Some of us
naturally associate brevity and concision with craftsmanship and seriousness of
intent. Flab and the longueurs of self-expression suggest a shoddy indifference
to readers and the business at hand. In a letter written on Dec. 11, 1962, Yvor
Winters thanks his former student, Charles Gullans, for dedicating his first
collection, Arrivals and Departures (University of Minnesota Press,
1962), to him (“magister ludi”). Winters also thanks him for “the poem
addressed to me,” which I assume is “Herr Doktor Addresses His Students”:
“Come,
let us teach
The virtue
of plain speech
And
plainer actions.
Enough of
old distractions.
I’m sick of
muddled thought
Which
has slain kings
And kingdoms
with confusion.
Its wars are
always fought
To justify
illusion
And hide the
heart of things.
“Words
should be brief
Lest action
come to grief
And
be disrupted.
Where
manners are corrupted,
There
language imitates
The
public riot
In an excess
of kind.
Each word
delineates
The true
shape of the mind
And the mind’s
true disquiet.”
The poem is conspicuously
Wintersian, and develops themes found in such poems as “On Teaching the Young”

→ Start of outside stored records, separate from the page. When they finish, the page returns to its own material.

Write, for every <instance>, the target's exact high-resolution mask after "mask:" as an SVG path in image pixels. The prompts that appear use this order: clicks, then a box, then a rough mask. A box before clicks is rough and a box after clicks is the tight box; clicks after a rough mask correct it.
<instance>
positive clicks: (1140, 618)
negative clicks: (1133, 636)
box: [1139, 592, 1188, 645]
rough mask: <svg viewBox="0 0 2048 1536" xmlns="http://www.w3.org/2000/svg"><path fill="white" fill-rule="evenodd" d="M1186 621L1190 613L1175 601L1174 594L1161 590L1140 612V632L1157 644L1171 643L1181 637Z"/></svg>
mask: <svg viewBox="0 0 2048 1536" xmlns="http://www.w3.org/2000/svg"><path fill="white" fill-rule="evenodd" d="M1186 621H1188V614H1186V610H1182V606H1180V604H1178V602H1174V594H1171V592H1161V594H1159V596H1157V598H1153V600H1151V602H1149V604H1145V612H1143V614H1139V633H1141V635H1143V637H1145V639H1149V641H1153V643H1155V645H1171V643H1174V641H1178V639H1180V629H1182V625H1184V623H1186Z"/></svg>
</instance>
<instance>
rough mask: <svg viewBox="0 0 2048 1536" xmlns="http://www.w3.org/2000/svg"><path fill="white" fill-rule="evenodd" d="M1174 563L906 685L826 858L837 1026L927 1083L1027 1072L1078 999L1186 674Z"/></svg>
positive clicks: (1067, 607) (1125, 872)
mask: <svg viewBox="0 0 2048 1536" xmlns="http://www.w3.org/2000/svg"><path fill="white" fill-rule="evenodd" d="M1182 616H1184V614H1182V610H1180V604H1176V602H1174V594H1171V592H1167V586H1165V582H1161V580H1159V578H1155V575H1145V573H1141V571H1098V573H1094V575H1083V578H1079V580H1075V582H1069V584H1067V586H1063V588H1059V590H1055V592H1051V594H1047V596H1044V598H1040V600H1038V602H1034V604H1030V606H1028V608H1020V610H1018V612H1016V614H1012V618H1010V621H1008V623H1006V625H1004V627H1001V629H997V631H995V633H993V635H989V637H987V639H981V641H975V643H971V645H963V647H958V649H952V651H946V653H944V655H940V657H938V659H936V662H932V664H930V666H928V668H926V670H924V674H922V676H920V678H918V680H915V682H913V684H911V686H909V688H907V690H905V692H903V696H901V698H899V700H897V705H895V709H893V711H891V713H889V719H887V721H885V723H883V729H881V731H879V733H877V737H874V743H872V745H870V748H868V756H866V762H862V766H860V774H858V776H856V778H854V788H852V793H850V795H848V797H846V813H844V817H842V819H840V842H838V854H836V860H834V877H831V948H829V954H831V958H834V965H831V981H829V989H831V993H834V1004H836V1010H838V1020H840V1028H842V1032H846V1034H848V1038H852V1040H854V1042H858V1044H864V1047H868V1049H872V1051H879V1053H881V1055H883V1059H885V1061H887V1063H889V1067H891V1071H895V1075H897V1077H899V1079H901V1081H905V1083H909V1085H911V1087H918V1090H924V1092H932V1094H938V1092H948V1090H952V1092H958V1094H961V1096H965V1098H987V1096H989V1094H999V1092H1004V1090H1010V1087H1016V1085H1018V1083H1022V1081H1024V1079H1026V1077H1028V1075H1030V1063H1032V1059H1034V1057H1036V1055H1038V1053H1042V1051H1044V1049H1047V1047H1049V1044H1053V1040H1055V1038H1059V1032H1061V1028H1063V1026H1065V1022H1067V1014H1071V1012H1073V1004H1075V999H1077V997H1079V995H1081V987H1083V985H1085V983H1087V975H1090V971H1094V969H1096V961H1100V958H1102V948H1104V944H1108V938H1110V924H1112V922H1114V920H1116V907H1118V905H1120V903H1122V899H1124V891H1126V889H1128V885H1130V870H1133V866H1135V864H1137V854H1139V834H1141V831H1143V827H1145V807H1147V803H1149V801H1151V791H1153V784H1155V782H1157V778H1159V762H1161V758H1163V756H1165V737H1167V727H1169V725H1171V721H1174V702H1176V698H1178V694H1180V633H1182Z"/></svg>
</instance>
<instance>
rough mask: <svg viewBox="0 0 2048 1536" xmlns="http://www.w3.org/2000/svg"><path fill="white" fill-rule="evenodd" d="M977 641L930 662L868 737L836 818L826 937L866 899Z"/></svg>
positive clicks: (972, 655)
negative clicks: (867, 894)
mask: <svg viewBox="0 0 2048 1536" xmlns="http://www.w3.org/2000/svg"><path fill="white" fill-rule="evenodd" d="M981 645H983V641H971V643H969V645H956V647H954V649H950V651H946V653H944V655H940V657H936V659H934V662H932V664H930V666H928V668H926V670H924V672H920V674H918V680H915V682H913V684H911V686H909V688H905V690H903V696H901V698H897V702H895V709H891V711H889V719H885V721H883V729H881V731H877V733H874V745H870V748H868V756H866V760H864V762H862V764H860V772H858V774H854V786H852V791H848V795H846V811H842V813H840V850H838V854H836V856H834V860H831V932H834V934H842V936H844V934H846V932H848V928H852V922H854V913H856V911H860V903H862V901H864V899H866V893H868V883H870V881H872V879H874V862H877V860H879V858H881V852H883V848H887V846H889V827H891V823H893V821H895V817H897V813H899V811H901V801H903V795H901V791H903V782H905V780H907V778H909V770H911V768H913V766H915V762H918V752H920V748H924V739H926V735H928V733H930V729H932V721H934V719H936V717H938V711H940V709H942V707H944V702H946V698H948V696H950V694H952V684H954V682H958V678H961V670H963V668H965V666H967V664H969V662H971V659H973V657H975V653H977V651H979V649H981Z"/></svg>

and “To a Young Writer.” Gullans condemns the imitative fallacy (“There
language imitates / The public riot”), the customary rationalization for haphazard
writing. Words are suffused with the sensibility deploying them. Ego is the
enemy of good work. I sought out Gullans’ poem and Winters’ letter after
reading James Matthew Wilson’s “The Half-Empty Auditorium”:
“I have
noticed that very few poets enjoy sitting and reading other poets’ work. This
is not because ‘most of the poetry in any age is bad,’ but because most poetry
written and published today is produced within a body of conventions that guide
poets in banal, opaque, nonsensical directions—directions that no one, save
another poet looking for something to copy, would willingly follow. It is the
hack work of the incompetent yet ambitious, a professional parlance with
nothing amatory about it suitable for the amateur: but literature is for
amateurs or it is for nothing.”
[The quoted
letter can be found in The Selected Letters of Yvor Winters (ed. R.L.